Fraude sociale dans le BTP du Val-d'Oise : 2,5 M€ de préjudice, deux gardes à vue
Deux suspects ont été interpellés le 9 septembre dans une affaire de travail dissimulé visant une entreprise de BTP à Franconville. Le préjudice estimé pour l'Urssaf atteint près de 2,5 millions d'euros.

Travail dissimulé à Franconville : deux suspects en garde à vue, 1,7 million d'euros de biens saisis
Deux personnes ont été interpellées le 9 septembre par les gendarmes de l'Office central de lutte contre le travail illégal (OCLTI) et du groupement de gendarmerie du Val-d'Oise. Elles sont soupçonnées d'avoir organisé un vaste système de travail dissimulé au sein d'une société de bâtiment et travaux publics domiciliée à Franconville. Selon franceinfo - Justice, qui a consulté le communiqué de la direction générale de la gendarmerie nationale, le préjudice estimé pour l'Urssaf s'élève à près de 2,5 millions d'euros.
Contrôle Urssaf fin 2024, enquête ouverte en mars 2026
L'affaire prend son origine fin 2024, lorsque l'Urssaf diligente un contrôle sur cette société du BTP. Les vérificateurs mettent au jour une minoration « substantielle » des déclarations sociales, couvrant la période allant de fin octobre 2021 à fin décembre 2024. En mars 2026, le procureur de la République de Pontoise décide d'ouvrir une enquête judiciaire.
Les investigations de l'OCLTI confirment les constats de l'Urssaf et révèlent que le gérant officiel de la société n'est qu'un dirigeant de façade. Les enquêteurs identifient le véritable responsable de l'entreprise ainsi qu'un membre de sa famille, mis en cause pour avoir blanchi une partie des fonds issus de la fraude. Cette dernière leur a permis de s'enrichir « notamment via l'achat de biens immobiliers et de divers objets de luxe », selon les éléments du communiqué.
Plus de 1 700 virements pour 3 millions d'euros, sept déclarations d'embauche
Le bilan chiffré de l'enquête est éloquent : sur trois ans, plus de 1 700 virements à destination de personnes physiques ont été effectués, représentant un total de plus de 3 millions d'euros. Dans le même temps, la société n'avait réalisé que sept déclarations préalables à l'embauche. Le préjudice total estimé par l'Urssaf est fixé à près de 2,5 millions d'euros.

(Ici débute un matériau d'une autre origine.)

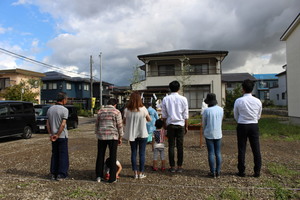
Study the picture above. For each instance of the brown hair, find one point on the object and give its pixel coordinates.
(135, 102)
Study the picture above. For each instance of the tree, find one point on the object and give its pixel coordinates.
(22, 91)
(231, 96)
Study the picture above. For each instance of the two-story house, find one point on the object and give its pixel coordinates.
(198, 71)
(232, 80)
(292, 38)
(263, 85)
(9, 77)
(278, 94)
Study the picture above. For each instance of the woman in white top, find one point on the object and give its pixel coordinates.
(135, 118)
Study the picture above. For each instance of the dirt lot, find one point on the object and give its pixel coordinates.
(24, 174)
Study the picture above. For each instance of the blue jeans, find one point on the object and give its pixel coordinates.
(141, 144)
(214, 154)
(60, 158)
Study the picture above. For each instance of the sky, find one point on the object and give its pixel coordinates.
(65, 33)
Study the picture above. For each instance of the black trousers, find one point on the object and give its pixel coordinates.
(251, 131)
(175, 136)
(102, 145)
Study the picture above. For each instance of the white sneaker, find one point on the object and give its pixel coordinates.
(141, 176)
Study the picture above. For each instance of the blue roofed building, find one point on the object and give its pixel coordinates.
(263, 84)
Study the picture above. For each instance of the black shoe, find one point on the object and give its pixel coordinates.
(212, 175)
(241, 174)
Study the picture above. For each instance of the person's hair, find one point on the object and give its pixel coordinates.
(107, 162)
(112, 101)
(174, 86)
(248, 85)
(159, 123)
(61, 96)
(135, 102)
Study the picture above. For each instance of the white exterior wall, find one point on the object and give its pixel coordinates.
(279, 90)
(293, 73)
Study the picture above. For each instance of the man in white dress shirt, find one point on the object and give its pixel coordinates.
(175, 113)
(247, 112)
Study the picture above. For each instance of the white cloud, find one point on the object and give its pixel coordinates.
(121, 30)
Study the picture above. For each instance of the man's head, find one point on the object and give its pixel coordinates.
(62, 98)
(174, 86)
(248, 86)
(112, 102)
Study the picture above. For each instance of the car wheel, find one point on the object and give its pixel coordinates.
(75, 125)
(27, 132)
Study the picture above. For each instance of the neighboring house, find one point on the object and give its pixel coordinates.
(279, 94)
(9, 77)
(106, 92)
(232, 80)
(76, 88)
(198, 71)
(292, 38)
(263, 85)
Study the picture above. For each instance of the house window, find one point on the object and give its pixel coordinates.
(52, 86)
(68, 86)
(4, 83)
(198, 69)
(44, 87)
(195, 95)
(86, 87)
(166, 70)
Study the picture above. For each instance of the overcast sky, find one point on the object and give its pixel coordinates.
(64, 33)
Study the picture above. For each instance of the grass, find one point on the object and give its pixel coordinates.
(271, 126)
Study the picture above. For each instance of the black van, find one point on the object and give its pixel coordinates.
(41, 119)
(17, 118)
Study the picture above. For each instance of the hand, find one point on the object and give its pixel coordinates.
(54, 138)
(120, 142)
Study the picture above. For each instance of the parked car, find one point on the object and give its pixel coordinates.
(17, 118)
(41, 118)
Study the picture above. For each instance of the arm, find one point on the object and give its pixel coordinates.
(120, 127)
(49, 129)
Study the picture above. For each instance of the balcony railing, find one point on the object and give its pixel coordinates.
(154, 73)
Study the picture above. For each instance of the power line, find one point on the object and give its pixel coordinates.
(37, 62)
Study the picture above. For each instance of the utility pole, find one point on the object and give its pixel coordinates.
(91, 92)
(100, 85)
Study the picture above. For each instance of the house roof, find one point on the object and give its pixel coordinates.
(291, 28)
(236, 77)
(22, 71)
(182, 52)
(281, 73)
(265, 76)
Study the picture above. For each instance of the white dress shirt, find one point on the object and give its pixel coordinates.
(175, 109)
(247, 109)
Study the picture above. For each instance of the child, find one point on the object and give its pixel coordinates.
(107, 168)
(158, 145)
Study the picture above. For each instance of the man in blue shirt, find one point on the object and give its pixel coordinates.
(247, 111)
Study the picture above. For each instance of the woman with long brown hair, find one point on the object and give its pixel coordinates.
(135, 118)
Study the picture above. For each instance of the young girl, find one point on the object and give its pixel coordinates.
(158, 146)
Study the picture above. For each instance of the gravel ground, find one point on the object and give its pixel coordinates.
(25, 171)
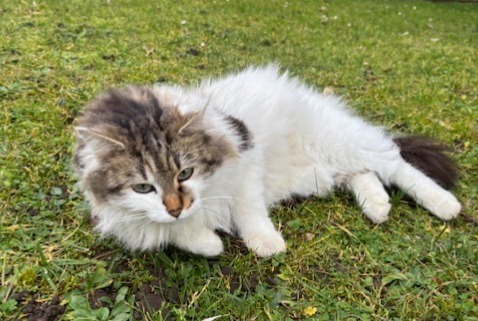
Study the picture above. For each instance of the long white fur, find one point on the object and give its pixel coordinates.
(304, 143)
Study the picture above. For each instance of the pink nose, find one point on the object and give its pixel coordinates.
(173, 204)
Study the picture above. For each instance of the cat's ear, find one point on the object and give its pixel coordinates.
(196, 117)
(88, 134)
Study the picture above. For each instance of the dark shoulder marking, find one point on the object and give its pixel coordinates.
(242, 131)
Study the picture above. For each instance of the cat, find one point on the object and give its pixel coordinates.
(166, 165)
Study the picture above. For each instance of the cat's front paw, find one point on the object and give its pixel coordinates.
(205, 243)
(266, 244)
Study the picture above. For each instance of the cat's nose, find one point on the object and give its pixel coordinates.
(173, 204)
(175, 212)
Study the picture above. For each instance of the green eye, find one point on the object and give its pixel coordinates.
(185, 174)
(143, 188)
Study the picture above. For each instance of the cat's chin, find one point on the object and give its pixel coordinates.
(167, 219)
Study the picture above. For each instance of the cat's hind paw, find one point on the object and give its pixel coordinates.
(377, 212)
(266, 244)
(446, 207)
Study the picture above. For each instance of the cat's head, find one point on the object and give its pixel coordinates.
(137, 154)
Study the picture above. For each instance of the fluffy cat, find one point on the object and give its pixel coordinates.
(166, 165)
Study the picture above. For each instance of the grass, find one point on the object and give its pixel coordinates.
(409, 65)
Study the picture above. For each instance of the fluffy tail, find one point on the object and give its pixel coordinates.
(429, 157)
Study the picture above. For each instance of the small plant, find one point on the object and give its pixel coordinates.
(119, 310)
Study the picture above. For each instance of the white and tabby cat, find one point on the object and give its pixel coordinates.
(170, 165)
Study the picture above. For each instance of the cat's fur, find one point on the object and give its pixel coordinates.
(251, 139)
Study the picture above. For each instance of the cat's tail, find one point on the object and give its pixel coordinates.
(429, 157)
(425, 173)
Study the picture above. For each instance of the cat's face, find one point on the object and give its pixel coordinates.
(138, 154)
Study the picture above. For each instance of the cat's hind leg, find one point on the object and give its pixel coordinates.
(426, 192)
(370, 195)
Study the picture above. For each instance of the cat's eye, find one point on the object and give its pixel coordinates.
(185, 174)
(143, 188)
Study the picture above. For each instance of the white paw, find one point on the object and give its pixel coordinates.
(376, 212)
(445, 208)
(266, 244)
(207, 243)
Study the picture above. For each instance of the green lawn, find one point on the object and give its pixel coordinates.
(409, 65)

Les investigations ont également mis en lumière qu'une seconde société a bénéficié de la fraude. Le principal mis en cause en est le gérant de droit, et cette seconde structure profitait ainsi « d'une main-d'œuvre à moindre coût ». Le dirigeant de fait des deux sociétés réside dans le Var.

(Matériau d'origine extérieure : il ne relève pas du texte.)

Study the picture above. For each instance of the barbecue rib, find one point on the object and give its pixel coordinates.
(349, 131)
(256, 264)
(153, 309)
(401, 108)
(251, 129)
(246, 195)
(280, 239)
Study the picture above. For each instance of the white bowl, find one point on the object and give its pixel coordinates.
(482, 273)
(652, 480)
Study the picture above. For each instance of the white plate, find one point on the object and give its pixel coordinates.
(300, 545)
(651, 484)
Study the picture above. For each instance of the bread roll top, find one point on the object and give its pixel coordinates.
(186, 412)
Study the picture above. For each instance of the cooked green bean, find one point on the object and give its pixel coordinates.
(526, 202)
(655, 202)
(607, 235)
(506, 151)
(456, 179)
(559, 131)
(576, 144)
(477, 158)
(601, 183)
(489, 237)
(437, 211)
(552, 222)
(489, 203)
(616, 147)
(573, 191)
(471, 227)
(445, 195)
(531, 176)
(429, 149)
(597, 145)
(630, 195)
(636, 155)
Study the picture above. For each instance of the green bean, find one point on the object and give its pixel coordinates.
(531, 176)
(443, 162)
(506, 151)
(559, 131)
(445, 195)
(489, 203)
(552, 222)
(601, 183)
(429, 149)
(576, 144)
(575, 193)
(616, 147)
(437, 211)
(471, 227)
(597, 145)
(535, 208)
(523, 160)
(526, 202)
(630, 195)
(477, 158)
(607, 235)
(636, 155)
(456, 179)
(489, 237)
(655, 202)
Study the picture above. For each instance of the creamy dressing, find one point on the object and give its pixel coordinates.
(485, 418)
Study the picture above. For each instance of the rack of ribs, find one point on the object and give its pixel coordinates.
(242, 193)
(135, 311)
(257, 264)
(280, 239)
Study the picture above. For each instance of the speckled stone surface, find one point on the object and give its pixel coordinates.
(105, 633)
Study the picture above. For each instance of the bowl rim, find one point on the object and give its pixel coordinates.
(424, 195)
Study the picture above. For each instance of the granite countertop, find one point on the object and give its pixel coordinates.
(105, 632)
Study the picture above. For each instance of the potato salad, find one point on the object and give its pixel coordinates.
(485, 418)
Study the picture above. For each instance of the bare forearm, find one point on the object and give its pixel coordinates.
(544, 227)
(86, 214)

Six biens immobiliers et des avoirs bancaires saisis
À l'issue des gardes à vue, prononcées le 9 septembre, six biens immobiliers appartenant au couple ont été saisis. Leur valeur est estimée à environ 1,7 million d'euros. Des avoirs présents sur des comptes bancaires ainsi que des objets de luxe ont également été confisqués.
Le dossier a été transmis au procureur de la République, qui « décidera de l'orientation pénale de cette affaire », précise le communiqué de la gendarmerie nationale.